SmolAgents

Adapter implementing commonly used functions for the HuggingFace smolagents package.

Installation

pip install maseval[smolagents]

Alternatively, install smolagents directly:

pip install smolagents

API Reference

View source

SmolAgentAdapter

Bases: AgentAdapter

An AgentAdapter for HuggingFace smolagents MultiStepAgent.

This adapter integrates smolagents' MultiStepAgent with MASEval's benchmarking framework, converting smolagents' internal message format to OpenAI-compatible MessageHistory format. It automatically tracks tool calls, tool responses, agent reasoning steps, and provides comprehensive execution monitoring through smolagents' built-in memory system.

The adapter leverages smolagents' native memory storage as the source of truth, dynamically fetching messages, logs, and execution traces from the agent's internal state. This ensures accurate tracking of tool usage, timing, and token consumption without additional overhead.

How to use

Create a smolagents agent with tools and configuration
Wrap with SmolAgentAdapter to enable MASEval integration
Use in benchmarks or call directly for testing
Access traces and config for analysis and debugging

Example workflow:

from maseval.interface.agents.smolagents import SmolAgentAdapter
from smolagents import MultiStepAgent, ToolCallingAgent
from smolagents.tools import DuckDuckGoSearchTool

# Create a smolagents agent
agent = ToolCallingAgent(
    tools=[DuckDuckGoSearchTool()],
    model="gpt-4",
    max_steps=10
)

# Wrap with adapter
agent_adapter = SmolAgentAdapter(agent, name="search_agent")

# Run agent
result = agent_adapter.run("What's the latest news on AI?")

# Access message history in OpenAI format
for msg in agent_adapter.get_messages():
    print(f"{msg['role']}: {msg['content']}")

# Gather aggregated usage
usage = agent_adapter.gather_usage()
print(f"Total tokens: {usage.total_tokens}")

# Gather execution traces with timing
traces = agent_adapter.gather_traces()
print(f"Total duration: {traces['total_duration_seconds']}s")

# Use in benchmark
benchmark = MyBenchmark(agent_data={"agent": agent_adapter})
results = benchmark.run(tasks)

The adapter automatically converts smolagents' ActionStep and PlanningStep objects into structured logs, preserving timing, token usage, tool calls, and error information.

Message Format

smolagents uses its own message format. The adapter converts to maseval / OpenAI format.

Tool calls are preserved with their IDs, names, and arguments.

Execution Monitoring

The adapter provides comprehensive monitoring through gather_traces():

Token usage: Input, output, and total tokens per step and aggregated
Timing: Duration per step and total execution time
Tool calls: Complete tool call history with arguments and results
Errors: Error tracking with type and message
Observations: Tool outputs and agent observations

Requires

smolagents to be installed: pip install maseval[smolagents]

logs `property`

logs: List[Dict[str, Any]]

Dynamically generate logs from smolagents' internal memory.

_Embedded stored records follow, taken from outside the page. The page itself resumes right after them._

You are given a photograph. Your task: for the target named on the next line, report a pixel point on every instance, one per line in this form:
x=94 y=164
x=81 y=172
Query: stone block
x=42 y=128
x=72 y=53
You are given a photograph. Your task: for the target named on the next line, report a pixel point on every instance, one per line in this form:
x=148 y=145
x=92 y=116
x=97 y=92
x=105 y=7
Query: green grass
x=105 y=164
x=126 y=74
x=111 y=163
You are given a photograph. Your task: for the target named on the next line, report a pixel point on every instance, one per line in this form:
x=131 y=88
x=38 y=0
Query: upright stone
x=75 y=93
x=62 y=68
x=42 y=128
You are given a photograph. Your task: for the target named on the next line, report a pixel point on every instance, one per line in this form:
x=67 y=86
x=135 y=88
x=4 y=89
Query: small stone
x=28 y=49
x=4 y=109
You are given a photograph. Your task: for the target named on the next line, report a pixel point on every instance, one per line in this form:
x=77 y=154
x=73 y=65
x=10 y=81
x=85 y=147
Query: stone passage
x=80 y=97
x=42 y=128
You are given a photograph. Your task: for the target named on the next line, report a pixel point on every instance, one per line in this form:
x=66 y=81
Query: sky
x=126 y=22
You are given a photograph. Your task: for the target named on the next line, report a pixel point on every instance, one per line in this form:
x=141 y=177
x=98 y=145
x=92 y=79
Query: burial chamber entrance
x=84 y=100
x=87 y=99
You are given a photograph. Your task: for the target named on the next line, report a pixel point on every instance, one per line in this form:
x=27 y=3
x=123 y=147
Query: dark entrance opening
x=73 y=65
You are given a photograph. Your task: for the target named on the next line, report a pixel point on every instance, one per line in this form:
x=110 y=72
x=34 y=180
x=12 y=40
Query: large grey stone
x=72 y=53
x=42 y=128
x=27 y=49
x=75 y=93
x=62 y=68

Converts smolagents' ActionStep and PlanningStep objects into log entries compatible with the AgentAdapter contract, including all available properties.

RETURNS	DESCRIPTION
`List[Dict[str, Any]]`	List of log dictionaries with comprehensive step information

init

__init__(
    agent_instance: Any,
    name: str,
    callbacks: Any = None,
    cost_calculator: Optional[CostCalculator] = None,
    model_id: Optional[str] = None,
)

Initialize the Smolagent adapter.

Note: We don't call super().init() to avoid initializing self.logs as a list, since we override it as a property that dynamically fetches from agent.memory.

PARAMETER	DESCRIPTION
`agent_instance`	smolagents MultiStepAgent or similar TYPE: `Any`
`name`	Agent name for identification TYPE: `str`
`callbacks`	Optional list of AgentCallback instances TYPE: `Any` DEFAULT: `None`
`cost_calculator`	Optional cost calculator. If not provided, a `LiteLLMCostCalculator` is created automatically when litellm is available. TYPE: `Optional[CostCalculator]` DEFAULT: `None`
`model_id`	Optional model ID for cost calculation. If not provided, auto-detected from `agent.model.model_id`. TYPE: `Optional[str]` DEFAULT: `None`

gather_config

gather_config() -> dict[str, Any]

Gather configuration from this SmolAgent.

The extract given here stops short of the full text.